エピトープと「優先的に結合する」または「特異的に結合する」（本明細書中で互換的に使用される）抗体とは、当分野で十分に理解されている用語であり、そのような特異的または優先的な結合を決定するための方法も当分野で周知である。分子は、別の細胞または物質とよりも、より高い頻度で、より迅速に、より長い期間、および／またはより高い親和性で特定の細胞または物質と反応または会合する場合に、「特異的結合」または「優先的結合」を示すと言われる。抗体は、他の物質と結合するよりも、より高い親和性、結合力で、より容易に、および／またはより長い期間結合する場合に、標的と「特異的に結合する」または「優先的に結合する」。たとえば、グルカゴン受容体エピトープと特異的または優先的に結合する抗体は、他のグルカゴン受容体エピトープまたは非グルカゴン受容体エピトープと結合するよりも、より高い親和性、結合力で、より容易に、および／またはより長い期間、このエピトープと結合する抗体である。また、この定義を読むことによって、たとえば、第１の標的と特異的または優先的に結合する抗体（または部分もしくはエピトープ）は、第２の標的と特異的または優先的に結合してもしなくてもよいことも理解されたい。したがって、「特異的結合」または「優先的結合」は、排他的な結合を必ずしも必要としない（ただし含まれることはできる）。一般に、必ずしもではないが、結合への言及は優先的結合を意味する。

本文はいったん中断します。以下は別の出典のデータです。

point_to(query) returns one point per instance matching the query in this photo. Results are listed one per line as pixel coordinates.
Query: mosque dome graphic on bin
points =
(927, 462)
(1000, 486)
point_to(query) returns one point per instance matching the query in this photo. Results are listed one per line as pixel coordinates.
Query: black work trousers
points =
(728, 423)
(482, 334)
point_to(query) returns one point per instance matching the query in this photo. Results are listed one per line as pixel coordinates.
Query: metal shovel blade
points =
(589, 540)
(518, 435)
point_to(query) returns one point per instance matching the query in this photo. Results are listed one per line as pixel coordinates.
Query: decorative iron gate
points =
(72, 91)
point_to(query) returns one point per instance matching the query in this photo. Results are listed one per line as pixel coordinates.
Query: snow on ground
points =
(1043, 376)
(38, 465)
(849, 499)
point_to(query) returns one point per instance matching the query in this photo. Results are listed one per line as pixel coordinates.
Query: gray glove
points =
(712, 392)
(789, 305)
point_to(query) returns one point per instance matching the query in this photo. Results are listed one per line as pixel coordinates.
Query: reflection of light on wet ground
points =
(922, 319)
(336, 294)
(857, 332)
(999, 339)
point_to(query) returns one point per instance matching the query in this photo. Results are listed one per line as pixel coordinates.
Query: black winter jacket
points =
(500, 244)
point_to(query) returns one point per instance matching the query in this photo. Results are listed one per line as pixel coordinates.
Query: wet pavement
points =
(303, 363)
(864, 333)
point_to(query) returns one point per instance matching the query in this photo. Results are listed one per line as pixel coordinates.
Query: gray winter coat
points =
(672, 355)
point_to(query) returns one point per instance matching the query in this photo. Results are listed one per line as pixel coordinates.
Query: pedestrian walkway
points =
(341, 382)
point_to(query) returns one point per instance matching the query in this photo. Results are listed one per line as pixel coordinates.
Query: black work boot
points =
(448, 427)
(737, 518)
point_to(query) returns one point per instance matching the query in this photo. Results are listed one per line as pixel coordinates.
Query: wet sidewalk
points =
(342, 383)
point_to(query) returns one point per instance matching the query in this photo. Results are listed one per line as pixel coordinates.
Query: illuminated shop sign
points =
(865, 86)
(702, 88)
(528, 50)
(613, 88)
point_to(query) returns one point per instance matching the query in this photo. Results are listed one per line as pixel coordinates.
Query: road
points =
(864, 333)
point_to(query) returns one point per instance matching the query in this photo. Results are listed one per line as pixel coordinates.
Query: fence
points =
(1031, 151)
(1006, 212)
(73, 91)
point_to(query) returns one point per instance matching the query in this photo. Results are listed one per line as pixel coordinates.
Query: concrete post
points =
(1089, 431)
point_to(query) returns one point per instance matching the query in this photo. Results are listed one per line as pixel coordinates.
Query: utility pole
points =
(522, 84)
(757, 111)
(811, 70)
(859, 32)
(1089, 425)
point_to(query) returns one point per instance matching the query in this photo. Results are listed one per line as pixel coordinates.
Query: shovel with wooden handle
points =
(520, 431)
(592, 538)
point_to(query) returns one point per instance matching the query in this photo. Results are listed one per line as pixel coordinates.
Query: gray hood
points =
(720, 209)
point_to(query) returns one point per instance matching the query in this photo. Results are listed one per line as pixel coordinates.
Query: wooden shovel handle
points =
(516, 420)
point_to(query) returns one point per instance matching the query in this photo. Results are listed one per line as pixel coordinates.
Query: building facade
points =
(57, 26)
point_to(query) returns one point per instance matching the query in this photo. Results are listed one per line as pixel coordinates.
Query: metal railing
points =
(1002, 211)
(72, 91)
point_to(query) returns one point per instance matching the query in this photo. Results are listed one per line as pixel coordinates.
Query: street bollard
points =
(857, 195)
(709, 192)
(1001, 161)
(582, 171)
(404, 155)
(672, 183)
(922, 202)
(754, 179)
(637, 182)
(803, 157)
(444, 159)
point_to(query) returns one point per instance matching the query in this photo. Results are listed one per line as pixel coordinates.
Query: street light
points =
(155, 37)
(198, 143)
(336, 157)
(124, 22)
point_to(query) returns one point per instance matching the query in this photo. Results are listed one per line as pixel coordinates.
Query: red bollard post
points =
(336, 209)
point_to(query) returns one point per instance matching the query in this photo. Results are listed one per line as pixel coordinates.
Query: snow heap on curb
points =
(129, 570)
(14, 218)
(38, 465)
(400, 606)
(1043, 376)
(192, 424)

本明細書中で使用する「実質的に純粋」とは、少なくとも５０％純粋（すなわち汚染物質を含まない）、より好ましくは少なくとも９０％純粋、より好ましくは少なくとも９５％純粋、さらにより好ましくは少なくとも９８％純粋、最も好ましくは少なくとも９９％純粋である材料をいう。

「宿主細胞」には、ポリヌクレオチド挿入物を取り込ませるためのベクター（複数可）のレシピエントとなることができる、またはレシピエントであった、個々の細胞または細胞培養物が含まれる。宿主細胞には単一宿主細胞の子孫が含まれ、子孫は、天然、偶然、または意図的な突然変異が原因で、元の親細胞と必ずしも完全に（形態学的またはゲノムＤＮＡ相補体的に）同一でない場合がある。宿主細胞には、本発明のポリヌクレオチド（複数可）を用いてｉｎ ｖｉｖｏで形質移入した細胞が含まれる。

当分野で知られているように、用語「Ｆｃ領域」は、免疫グロブリン重鎖のＣ末端領域を定義するために使用する。「Ｆｃ領域」はネイティブ配列Ｆｃ領域または変異体Ｆｃ領域であり得る。免疫グロブリン重鎖のＦｃ領域の境界は変動し得るが、ヒトＩｇＧ重鎖Ｆｃ領域は、通常は、位置Ｃｙｓ２２６またはＰｒｏ２３０のアミノ酸残基から、そのカルボキシル末端までのストレッチであると定義される。Ｆｃ領域中の残基の付番は、Ｋａｂａｔ中のものと同じＥＵインデックスのものである。Ｋａｂａｔら、Ｓｅｑｕｅｎｃｅｓ ｏｆ Ｐｒｏｔｅｉｎｓ ｏｆ Ｉｍｍｕｎｏｌｏｇｉｃａｌ Ｉｎｔｅｒｅｓｔ、第５版、Ｐｕｂｌｉｃ Ｈｅａｌｔｈ Ｓｅｒｖｉｃｅ、Ｎａｔｉｏｎａｌ Ｉｎｓｔｉｔｕｔｅｓ ｏｆ Ｈｅａｌｔｈ、メリーランド州Ｂｅｔｈｅｓｄａ、１９９１。免疫グロブリンのＦｃ領域は、一般に２つの定常ドメイン、すなわちＣＨ２およびＣＨ３を含む。当分野で知られているように、Ｆｃ領域は二量体または単量体の形態で存在することができる。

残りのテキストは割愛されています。